Derreta metade da manteiga em uma panela grande. Adicione a cebola e cozinhe lentamente durante 10 minutos até ficar macia e dourada. Não permita que queime! Despeje o vinho, deixe evaporar até desaparecer. Acrescente o arroz, depois o açafrão, e mexa bem até que todos os grãos fiquem untados com manteiga. Admire a mudança da cor e pense que cozinha é também alquimia. 
 
Mantenha o fogo sempre baixo durante todo o tempo de cocção. Adicione o caldo de legumes, uma concha de cada vez, e mexa até o líquido ser absorvido. Continue acrescentando o caldo e revolvendo até o arroz ficar macio e cremoso, mas os grãos ainda firmes.
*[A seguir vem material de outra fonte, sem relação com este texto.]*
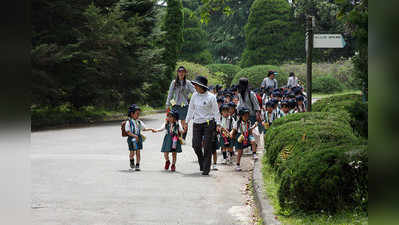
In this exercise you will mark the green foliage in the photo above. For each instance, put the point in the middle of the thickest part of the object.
(194, 70)
(326, 84)
(266, 33)
(195, 41)
(256, 74)
(341, 70)
(351, 104)
(172, 42)
(355, 17)
(228, 71)
(303, 135)
(329, 179)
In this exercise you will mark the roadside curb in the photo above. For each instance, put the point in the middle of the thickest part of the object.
(266, 211)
Isso deverá levar cerca de 20 minutos. Para não grudar, é importante que se mexa a cada entrada de líquido e sem parar. 
 
Quando a última concha de caldo for colocada, prove o arroz, acerte o sal se necessário, junte a pimenta-do-reino branca. Desligue a chama e misture o restante da manteiga e o queijo ralado, rapidamente. Tampe a panela e deixe o risoto descansar durante três minutos. 
 
Sirva em seguida, decorado com lascas de parmesão. Pode ser um excelente acompanhamento para carnes vermelhas. Ou ser servido como prato único. Neste caso, vale como companhia um prato de salada verde.